販売現場に今なお残る「分配売り」の実態
以上を踏まえると、「米国成長株D」も結局は毎月分配というファンドの仕組みと、200~300円という高水準の分配が投資家を惹きつけていたのだと実感する。少々うがった見方をすれば、販売の現場で今もなお、商品性よりも分配金の高さを強調する「分配売り」が続いているのだろう。
商品性に共感し、米国成長株の将来性に期待する投資家が多いなら、年2回決算のBコースにもっと資金シフトが起きても良いはずだし、そもそもDコースにここまで資金流入が偏っていなかっただろう。何より、「アライアンス・バーンスタイン・米国成長株投信」シリーズの足元の調整は商品性に照らし合わせると十分健全な範囲である。長期的な視点で見た場合、今のようなタイミングで年2回決算のBコースの追加購入を検討するのも悪くない。

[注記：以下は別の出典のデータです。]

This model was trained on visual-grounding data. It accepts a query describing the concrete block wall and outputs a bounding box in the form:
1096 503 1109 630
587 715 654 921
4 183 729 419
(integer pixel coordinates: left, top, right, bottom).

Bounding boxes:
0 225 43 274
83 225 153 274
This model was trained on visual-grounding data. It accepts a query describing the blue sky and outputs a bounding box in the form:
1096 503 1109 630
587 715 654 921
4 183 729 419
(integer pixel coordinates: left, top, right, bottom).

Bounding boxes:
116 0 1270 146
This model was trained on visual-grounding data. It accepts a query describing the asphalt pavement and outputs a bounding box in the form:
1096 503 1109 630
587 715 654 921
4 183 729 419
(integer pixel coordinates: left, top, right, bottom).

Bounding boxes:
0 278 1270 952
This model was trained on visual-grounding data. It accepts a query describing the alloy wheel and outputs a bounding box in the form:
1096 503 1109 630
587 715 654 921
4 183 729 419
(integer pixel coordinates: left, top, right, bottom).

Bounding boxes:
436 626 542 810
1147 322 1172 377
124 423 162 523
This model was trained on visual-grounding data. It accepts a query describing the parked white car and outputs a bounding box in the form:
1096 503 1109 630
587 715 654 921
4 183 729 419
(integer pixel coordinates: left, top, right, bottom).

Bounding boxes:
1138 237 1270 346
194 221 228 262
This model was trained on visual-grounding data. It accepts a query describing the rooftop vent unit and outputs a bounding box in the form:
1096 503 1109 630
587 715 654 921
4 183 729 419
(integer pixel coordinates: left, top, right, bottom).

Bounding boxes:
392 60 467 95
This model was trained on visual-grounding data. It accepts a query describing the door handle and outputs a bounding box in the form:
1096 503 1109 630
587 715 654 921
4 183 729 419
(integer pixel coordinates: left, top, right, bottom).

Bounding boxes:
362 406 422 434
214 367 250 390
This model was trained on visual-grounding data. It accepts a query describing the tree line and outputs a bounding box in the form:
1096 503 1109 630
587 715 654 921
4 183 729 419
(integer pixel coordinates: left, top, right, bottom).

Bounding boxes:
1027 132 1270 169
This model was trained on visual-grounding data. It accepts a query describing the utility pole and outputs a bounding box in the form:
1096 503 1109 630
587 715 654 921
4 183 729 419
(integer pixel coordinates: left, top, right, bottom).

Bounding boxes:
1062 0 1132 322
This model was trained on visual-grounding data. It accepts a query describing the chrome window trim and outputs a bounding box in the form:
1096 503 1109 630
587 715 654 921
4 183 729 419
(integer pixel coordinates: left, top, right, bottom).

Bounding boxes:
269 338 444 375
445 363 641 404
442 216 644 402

「分配売り」は、販売会社、運用会社、そして投資家の全員を疲弊させる。特に数百円単位の分配を行う「高分配ファンド」ほど引き下げ時のショックは大きく、類似ファンドへの資金シフトが起こりやすい。約20年にわたり投信業界が繰り返してきたことだ。先述した「世界モノポリー」や「世界のベスト」が今後も残高を積み上げ、定着できるかどうかは、販売会社と運用会社の双方が、商品性にフォーカスした提案をできているかどうかにかかっている。分配金の水準だけで投資家をつなぎ止めるのが難しいということは、過去の経験から十分、分かっていることだ。
投資信託を活用した資産運用では、資産形成のためのファンド選びよりも、作った資産を効率的に使う=取り崩しのプランニングを考えるほうが難しい。十年単位の時間をかけられるなら、身の丈以上のリスクを取ってしまったとしても途中で軌道修正ができる。何より、今は資産形成に適した低コストのインデックスファンドシリーズや、ロボアドバイザーのサービスも豊富に用意されている。

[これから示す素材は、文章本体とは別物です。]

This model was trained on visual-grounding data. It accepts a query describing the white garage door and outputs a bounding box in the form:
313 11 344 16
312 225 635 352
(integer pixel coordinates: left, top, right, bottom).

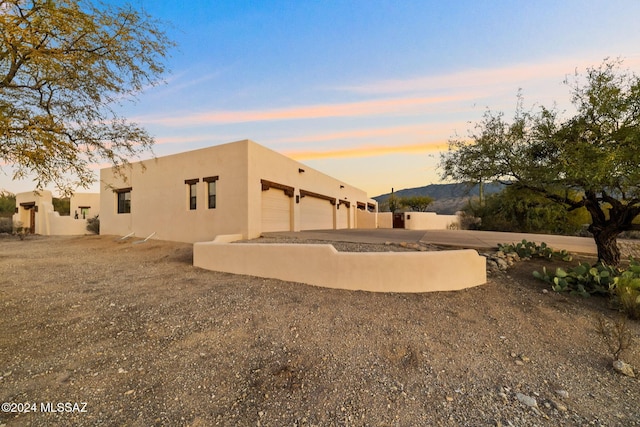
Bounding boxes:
300 196 336 230
336 203 350 229
262 188 290 232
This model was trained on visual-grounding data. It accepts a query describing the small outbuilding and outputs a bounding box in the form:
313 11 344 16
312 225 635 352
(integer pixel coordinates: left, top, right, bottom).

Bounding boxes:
13 190 100 236
100 140 378 242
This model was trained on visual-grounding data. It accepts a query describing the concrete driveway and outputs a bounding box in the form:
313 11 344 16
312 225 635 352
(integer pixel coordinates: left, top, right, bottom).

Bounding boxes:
263 228 597 254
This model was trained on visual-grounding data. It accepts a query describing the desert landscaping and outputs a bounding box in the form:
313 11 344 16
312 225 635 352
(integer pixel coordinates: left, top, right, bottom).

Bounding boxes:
0 236 640 426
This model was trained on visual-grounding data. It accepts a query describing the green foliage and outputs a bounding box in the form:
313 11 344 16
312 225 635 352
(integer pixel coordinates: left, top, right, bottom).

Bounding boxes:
0 0 174 193
533 262 617 297
87 215 100 234
533 258 640 319
440 60 640 265
596 315 633 360
382 193 401 213
613 259 640 319
398 196 433 212
498 239 573 261
0 218 13 234
465 185 590 235
0 191 16 217
51 197 71 216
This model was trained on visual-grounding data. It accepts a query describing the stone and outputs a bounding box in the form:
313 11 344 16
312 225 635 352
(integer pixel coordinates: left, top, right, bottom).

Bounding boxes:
516 393 538 408
551 399 567 412
613 360 636 378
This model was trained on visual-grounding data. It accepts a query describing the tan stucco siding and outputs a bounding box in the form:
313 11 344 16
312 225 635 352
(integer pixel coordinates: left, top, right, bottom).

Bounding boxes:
100 140 371 242
248 141 375 237
101 140 248 242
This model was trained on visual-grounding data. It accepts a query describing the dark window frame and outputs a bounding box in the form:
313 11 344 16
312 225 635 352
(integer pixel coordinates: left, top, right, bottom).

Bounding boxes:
202 175 218 209
114 187 132 214
184 178 200 211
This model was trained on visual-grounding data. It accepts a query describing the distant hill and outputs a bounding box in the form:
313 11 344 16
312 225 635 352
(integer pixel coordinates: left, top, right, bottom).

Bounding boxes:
373 183 504 215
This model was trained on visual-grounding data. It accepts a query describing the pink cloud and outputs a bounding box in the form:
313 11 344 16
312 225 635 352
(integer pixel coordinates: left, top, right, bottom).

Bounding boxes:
283 141 448 160
137 94 476 126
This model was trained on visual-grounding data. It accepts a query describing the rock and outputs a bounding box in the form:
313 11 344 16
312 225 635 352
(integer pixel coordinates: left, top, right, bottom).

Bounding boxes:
516 393 538 408
551 399 567 412
496 258 509 270
613 360 636 378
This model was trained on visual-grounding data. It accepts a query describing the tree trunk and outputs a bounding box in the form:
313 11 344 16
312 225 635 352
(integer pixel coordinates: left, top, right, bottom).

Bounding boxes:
590 227 620 267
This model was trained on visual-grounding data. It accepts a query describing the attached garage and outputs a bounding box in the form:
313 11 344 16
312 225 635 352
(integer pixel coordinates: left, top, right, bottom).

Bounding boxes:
300 190 336 230
261 180 293 232
336 200 351 229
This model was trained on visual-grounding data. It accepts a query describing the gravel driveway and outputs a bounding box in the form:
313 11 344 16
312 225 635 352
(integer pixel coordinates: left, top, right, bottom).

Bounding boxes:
0 236 640 426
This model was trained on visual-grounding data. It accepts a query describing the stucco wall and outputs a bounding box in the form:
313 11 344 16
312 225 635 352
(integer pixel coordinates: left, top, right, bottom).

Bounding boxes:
378 212 393 228
13 190 95 236
193 239 487 292
248 141 375 238
356 209 378 228
378 212 459 230
69 193 100 219
404 212 458 230
100 143 249 242
100 140 375 242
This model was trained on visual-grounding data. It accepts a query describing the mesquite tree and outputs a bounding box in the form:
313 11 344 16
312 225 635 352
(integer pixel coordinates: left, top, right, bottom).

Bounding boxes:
440 60 640 266
0 0 173 192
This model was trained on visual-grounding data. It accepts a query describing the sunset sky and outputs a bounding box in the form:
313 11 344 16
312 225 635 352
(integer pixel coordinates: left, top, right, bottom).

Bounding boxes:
0 0 640 196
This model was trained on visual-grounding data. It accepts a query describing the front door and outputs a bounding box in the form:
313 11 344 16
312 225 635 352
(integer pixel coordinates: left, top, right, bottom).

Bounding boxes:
29 207 36 234
393 212 404 228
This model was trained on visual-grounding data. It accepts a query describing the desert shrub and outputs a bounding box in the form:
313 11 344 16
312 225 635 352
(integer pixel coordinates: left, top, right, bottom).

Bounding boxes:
87 215 100 234
612 266 640 319
596 315 633 360
498 239 573 261
0 218 13 234
533 258 640 319
465 186 590 235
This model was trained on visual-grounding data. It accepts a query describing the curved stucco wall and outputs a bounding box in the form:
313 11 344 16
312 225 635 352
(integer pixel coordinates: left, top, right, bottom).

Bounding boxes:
193 239 487 292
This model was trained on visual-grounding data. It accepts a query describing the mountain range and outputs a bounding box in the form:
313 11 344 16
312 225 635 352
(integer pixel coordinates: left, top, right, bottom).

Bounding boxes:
373 182 504 215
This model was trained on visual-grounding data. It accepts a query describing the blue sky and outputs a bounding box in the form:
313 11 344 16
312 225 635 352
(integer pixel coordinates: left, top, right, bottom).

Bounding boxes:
0 0 640 196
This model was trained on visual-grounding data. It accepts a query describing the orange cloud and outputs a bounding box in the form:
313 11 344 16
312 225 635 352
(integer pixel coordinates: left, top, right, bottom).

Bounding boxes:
279 125 444 142
284 141 448 160
137 93 475 126
340 55 640 95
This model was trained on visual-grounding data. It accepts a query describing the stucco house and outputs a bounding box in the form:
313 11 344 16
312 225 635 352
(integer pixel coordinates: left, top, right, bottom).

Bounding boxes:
100 140 377 243
13 190 100 236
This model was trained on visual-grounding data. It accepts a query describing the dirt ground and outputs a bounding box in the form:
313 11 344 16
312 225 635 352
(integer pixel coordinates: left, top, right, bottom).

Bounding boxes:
0 236 640 426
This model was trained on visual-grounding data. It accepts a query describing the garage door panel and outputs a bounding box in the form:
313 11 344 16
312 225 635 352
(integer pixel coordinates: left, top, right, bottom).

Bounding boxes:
300 196 335 230
262 188 291 232
336 205 349 229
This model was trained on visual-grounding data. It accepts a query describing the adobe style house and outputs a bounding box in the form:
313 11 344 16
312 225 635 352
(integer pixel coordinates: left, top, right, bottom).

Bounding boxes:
13 190 100 236
100 140 377 243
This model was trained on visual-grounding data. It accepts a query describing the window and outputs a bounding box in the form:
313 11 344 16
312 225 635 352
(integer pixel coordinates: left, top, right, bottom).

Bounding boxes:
116 188 131 214
207 181 216 209
189 184 197 210
202 176 218 209
184 178 200 211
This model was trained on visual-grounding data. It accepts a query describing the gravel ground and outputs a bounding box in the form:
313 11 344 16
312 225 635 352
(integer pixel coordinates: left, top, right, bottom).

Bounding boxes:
0 236 640 426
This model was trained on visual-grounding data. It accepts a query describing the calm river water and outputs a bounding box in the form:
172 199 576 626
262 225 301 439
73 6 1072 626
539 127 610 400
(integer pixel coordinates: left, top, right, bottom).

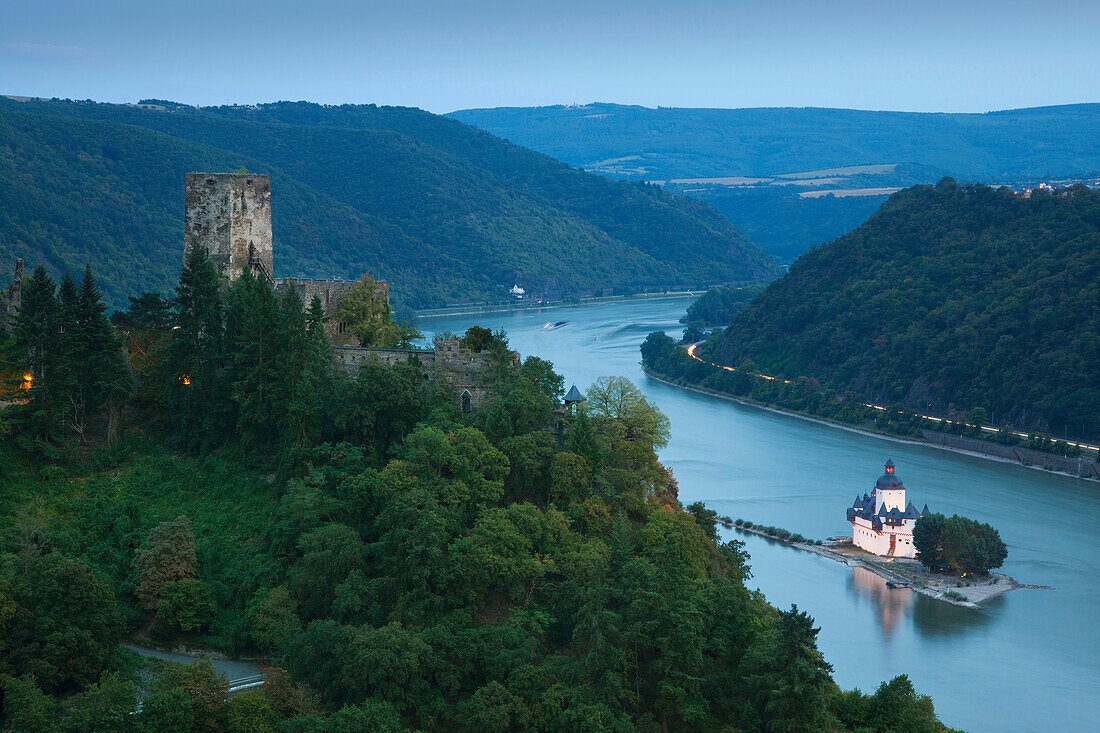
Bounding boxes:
419 298 1100 731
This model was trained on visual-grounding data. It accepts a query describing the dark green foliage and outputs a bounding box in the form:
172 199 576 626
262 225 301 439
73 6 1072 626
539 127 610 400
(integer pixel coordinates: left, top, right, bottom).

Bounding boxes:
913 514 1009 576
0 260 954 733
0 99 776 307
156 578 218 632
4 553 121 693
707 179 1100 442
162 247 229 449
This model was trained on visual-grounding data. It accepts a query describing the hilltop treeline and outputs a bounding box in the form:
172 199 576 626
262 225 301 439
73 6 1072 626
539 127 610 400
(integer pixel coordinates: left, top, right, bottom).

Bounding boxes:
701 178 1100 442
0 255 943 733
0 98 774 307
451 103 1100 179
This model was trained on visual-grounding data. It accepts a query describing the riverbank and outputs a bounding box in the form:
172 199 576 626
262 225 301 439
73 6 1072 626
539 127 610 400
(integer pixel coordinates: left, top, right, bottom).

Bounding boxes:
415 288 690 318
721 521 1029 609
641 364 1100 483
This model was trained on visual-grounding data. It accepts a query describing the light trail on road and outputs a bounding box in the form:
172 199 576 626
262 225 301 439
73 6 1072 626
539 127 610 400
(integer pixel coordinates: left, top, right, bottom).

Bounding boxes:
688 343 1100 455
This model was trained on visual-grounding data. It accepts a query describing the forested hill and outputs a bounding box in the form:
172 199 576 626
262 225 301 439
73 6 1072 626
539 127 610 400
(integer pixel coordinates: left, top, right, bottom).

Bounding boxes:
0 98 776 306
451 103 1100 180
713 179 1100 441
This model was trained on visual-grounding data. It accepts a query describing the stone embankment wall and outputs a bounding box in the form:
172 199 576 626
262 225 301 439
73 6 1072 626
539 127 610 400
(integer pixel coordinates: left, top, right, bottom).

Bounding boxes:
921 430 1100 480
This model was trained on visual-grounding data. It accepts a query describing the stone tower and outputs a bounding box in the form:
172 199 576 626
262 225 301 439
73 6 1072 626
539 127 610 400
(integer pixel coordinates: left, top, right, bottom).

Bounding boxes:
184 173 275 281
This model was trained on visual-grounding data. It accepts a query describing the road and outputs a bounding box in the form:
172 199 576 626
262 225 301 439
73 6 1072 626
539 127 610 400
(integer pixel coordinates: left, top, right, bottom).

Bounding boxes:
121 644 264 686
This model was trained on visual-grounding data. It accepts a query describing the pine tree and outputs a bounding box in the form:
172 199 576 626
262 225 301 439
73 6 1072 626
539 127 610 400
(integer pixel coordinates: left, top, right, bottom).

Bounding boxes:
55 270 88 435
165 247 228 449
227 272 285 449
13 266 61 448
72 266 131 445
278 287 318 466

しかし、貯めたもの、増やしてきたものを思い切って「使う」というのは実に勇気のいることで、この部分も含めた包括的なアドバイスを必要とする人はネット証券の顧客にも多い。毎月分配型に一定のニーズが存在することは確かだが、今こそ商品に依存しない、資産活用の提案力を磨くタイミングではないか。予想分配金提示型ファンドを巡る昨今の動きは、投信業界に対して、古くて新しい課題を突き付けている気がする。